The annual César Chávez Lecture Series at Hope College will feature the keynote address “Preserving the Legacy of Cesar Chavez through Faith, Commitment and Courage” by Juan Caballero, who is a legal fellow with the Western Michigan office of the American Civil Liberties Union, on Wednesday, March 29, at 4 p.m. in the Maas Center auditorium.
The public is invited to the lecture. Admission is free.

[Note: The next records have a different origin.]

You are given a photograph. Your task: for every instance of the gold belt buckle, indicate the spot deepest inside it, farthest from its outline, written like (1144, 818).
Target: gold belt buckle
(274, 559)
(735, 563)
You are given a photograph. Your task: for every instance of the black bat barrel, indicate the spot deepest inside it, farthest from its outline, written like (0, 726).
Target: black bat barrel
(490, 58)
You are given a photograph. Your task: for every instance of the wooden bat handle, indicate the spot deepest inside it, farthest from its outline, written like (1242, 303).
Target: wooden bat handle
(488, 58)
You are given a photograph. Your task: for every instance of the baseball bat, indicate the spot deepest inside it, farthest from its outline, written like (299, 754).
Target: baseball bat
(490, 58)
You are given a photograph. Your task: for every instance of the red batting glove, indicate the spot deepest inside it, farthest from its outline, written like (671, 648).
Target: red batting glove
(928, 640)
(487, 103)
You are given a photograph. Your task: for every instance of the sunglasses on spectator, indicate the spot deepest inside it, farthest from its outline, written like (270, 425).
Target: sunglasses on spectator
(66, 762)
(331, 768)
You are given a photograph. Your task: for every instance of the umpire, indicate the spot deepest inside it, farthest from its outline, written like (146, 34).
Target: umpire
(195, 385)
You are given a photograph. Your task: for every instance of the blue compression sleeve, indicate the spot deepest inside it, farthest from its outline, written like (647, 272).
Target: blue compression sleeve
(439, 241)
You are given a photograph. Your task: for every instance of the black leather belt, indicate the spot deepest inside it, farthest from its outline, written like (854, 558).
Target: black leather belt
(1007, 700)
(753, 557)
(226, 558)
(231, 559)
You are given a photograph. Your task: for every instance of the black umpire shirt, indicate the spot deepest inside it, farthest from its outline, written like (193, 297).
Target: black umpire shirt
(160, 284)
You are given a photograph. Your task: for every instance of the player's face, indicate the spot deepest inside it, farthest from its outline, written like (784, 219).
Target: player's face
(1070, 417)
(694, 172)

Caballero joined the ACLU of Michigan as a legal fellow with the Western Michigan office in 2016. He is responsible for a range of litigation and advocacy work that supports and supplements the ACLU’s agenda in a variety of areas.
He earned his B.A. from Yale University and his J.D. from New York University School of Law. During his time in law school, he interned with the Immigrant Defense Project in New York City and the Pima County Public Defender’s office in Tucson, Arizona. He also spent the summer of 2015 interning with the ACLU of Southern California’s National Security and Immigrant Rights Project.
Caballero is driven in large part by his commitment to immigrant rights. To this end, he spent two years working with the Immigrant Rights Clinic at NYU Law School. As a student representative, he worked under the supervision of clinic professors to represent individuals in their proceedings in immigration court and before the Board of Immigration Appeals.
The César Chávez Lecture at Hope is named in honor of César E. Chávez, a first-generation American, born on March 31, 1927, just outside of Yuma, Arizona. Having experienced the hardships of life as a farm worker firsthand, Chavez worked tirelessly to improve the lives of farmworkers and Latino families. He became the founder and president of the United Farm Workers of America. His legacy has impacted the lives of millions of people all around the world. He was passionately driven by these mantras “we cannot seek achievement for ourselves and forget about progress and prosperity for our community... Our ambitions must be broad enough to include the aspirations and needs of others, for their sakes and for our own”; and “Sí, se puede!” (Spanish for “Yes, it is possible”… “Yes, it can be done”). His work led to nationwide support and numerous improvements for union laborers.
The event is being co-sponsored by the college’s Center for Diversity and Inclusion, the Latino Student Organization and the campus-wide GROW (Growing Relationships through diverse Opportunities to strengthen involvement in an ever-changing World) initiative.
The Maas Center is located at 264 Columbia Ave., on Columbia Avenue at 11th Street.